A directed graph (digraph) has edges with a direction: an edge from $u$ to $v$ does not imply an edge from $v$ to $u$ . Dependency graphs, web links, and state transitions are naturally directed. An undirected graph has symmetric edges: if $u$ and $v$ are connected, the connection goes both ways. Social networks and road maps without one-way streets are undirected.

A weighted graph assigns a numerical value (weight) to each edge, representing cost, distance, capacity, or any other metric. An unweighted graph treats all edges as equal. BFS on unweighted graphs guarantees shortest paths, a property that does not carry over to weighted graphs without modification.

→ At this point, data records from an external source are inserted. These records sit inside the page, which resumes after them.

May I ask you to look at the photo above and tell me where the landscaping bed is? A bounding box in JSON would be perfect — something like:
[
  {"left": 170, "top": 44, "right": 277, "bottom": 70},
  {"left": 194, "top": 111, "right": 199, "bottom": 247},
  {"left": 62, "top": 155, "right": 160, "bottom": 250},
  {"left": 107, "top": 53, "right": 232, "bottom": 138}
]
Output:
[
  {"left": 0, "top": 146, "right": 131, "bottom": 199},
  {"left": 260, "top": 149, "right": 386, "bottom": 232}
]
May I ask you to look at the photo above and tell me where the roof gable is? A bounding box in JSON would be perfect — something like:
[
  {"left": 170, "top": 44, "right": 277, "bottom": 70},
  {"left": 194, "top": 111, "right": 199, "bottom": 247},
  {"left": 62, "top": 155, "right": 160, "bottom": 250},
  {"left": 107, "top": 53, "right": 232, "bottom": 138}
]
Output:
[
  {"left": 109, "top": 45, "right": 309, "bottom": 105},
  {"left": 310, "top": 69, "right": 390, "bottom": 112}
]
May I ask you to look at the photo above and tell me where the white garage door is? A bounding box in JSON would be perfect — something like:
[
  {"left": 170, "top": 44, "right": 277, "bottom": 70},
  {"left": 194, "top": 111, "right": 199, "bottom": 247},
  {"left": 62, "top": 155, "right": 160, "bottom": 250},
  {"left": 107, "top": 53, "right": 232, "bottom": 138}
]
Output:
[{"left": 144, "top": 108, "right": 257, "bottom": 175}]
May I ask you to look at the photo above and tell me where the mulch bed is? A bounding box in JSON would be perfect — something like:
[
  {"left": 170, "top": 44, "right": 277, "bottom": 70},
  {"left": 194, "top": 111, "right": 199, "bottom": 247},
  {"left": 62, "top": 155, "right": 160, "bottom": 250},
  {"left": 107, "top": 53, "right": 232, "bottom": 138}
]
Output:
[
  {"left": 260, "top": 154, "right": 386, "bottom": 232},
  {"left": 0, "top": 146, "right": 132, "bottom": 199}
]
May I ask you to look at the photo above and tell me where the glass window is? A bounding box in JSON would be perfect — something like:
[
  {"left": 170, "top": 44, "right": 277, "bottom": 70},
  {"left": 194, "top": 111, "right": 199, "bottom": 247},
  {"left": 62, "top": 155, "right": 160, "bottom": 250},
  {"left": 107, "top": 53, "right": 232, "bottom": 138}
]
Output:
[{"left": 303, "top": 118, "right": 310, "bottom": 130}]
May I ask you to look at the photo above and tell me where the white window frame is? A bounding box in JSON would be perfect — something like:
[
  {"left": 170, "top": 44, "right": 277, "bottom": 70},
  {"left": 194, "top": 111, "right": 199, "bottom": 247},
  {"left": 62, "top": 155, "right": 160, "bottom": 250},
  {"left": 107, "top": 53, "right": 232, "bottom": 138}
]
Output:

A cyclic graph contains at least one cycle. An acyclic graph has none. A directed acyclic graph (DAG) is particularly important because it admits topological ordering, which is the basis for dependency resolution, build systems, and course scheduling.

A connected graph has a path between every pair of vertices. A disconnected graph has multiple connected components, isolated subgraphs with no edges between them. When traversing a disconnected graph, a single BFS or DFS from one node will not reach all vertices. You must iterate over all nodes and start a new traversal from each unvisited one.

A dense graph has $|E|$ close to $|V|^2$ , meaning most pairs of vertices are connected. A sparse graph has $|E|$ close to $|V|$ , meaning most pairs are not connected. The distinction matters for representation choice and algorithm complexity.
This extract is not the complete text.